Phil Ivey takes his $10 million baccarat winnings dispute to UK Supreme Court

  • Pro poker player accused of using ‘unfair’ technique
  • Appeals court ruled for casino, but top court will hear case

Professional poker player Phil Ivey is taking his legal dispute with London-based Genting Casinos to the highest court in the UK, following a ruling against him in the Court of Appeal.

All the way to the top: Phil Ivey is taking his baccarat winnings case to the UK's highest court.
All the way to the top: Phil Ivey is taking his baccarat winnings case to the UK’s highest court.

The World Series winner admits to using ‘edge counting’ at the baccarat table to net himself a cool £7.7 million ($9.9 million) in winnings. While clearly gaining an advantage over the house, the technique is not strictly prohibited – and Ivey maintains that his payout is therefore due to him.
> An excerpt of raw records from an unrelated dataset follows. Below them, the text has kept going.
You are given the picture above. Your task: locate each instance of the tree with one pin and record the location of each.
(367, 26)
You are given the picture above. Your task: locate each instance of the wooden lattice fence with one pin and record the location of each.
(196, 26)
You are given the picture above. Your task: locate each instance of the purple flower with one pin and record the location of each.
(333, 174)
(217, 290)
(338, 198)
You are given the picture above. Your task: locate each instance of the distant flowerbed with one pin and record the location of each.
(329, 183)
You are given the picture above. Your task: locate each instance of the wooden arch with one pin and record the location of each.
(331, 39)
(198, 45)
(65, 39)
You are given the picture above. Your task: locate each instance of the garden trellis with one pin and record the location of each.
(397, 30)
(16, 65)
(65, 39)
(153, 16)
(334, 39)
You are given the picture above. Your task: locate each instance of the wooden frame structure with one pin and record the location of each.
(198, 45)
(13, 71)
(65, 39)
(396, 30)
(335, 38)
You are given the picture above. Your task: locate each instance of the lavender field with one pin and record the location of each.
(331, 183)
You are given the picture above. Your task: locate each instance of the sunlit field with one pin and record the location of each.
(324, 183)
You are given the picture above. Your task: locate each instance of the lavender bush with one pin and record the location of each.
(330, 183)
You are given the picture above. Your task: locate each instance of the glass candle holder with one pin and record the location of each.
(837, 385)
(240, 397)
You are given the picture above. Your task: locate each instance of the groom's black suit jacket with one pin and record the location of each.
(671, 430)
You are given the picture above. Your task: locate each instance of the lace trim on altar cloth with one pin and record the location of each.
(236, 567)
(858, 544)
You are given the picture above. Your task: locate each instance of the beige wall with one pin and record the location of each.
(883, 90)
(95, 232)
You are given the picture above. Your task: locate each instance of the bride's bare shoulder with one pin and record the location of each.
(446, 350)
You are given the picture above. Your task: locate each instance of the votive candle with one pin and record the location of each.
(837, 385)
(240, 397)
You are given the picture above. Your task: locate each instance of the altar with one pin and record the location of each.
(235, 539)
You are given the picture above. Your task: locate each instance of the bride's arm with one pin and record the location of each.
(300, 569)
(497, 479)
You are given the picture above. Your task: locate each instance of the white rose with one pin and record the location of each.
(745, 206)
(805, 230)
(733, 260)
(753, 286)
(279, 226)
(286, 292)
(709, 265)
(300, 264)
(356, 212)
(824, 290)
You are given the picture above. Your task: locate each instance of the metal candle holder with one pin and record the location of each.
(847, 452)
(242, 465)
The Supreme Court has agreed to hear the case, reports PA, on the basis that Ivey did not actually breach any laws and that he played the game fairly.

Genting maintains that the manner used to win was “not legitimate”. They have withheld the player’s winnings, though Ivey’s stake of £1 million was returned to him.

What is edge counting?

The technique used by Ivey involved identifying cards which had slight faults in the patterns on the back, so that when turned they could be more easily counted and identified. The player did not interact with the cards himself, but asked the dealer to turn them for ‘superstitious reasons’. The compliant dealer unknowingly helped Ivey stack the deck in his favor – allowing him to pick up the large return on his £1 million play.

Legal questions for all gamblers who count on an advantage

Edge counting, like card counting, is not strictly prohibited. However, it is not approved of by casinos or by most other players, and is certainly a form of advantage play. Ivey told reporters that: “I was upset as I had played an honest game and won fairly. My integrity is infinitely more important to me than a big win.”

Despite receiving sympathetic responses from the Appeal Court judges, the previous verdict ruled in Genting’s favor.

Now the highest court in the UK must determine whether Ivey is eligible for his winnings and whether he did indeed play the game fairly. If the court decides in the player’s favor, this will set a clear precedent to be carried forward in other advantage play disputes in the UK.

Players who use sorting and counting techniques could be given a clear indication that their methods are legal – which might spell bad news for casinos that have easily exploited weaknesses.

Ivey maintains that he merely took advantage of the Genting’s failure to check their cards: perhaps anti-cheating mechanisms will need to get a whole lot tougher in the future.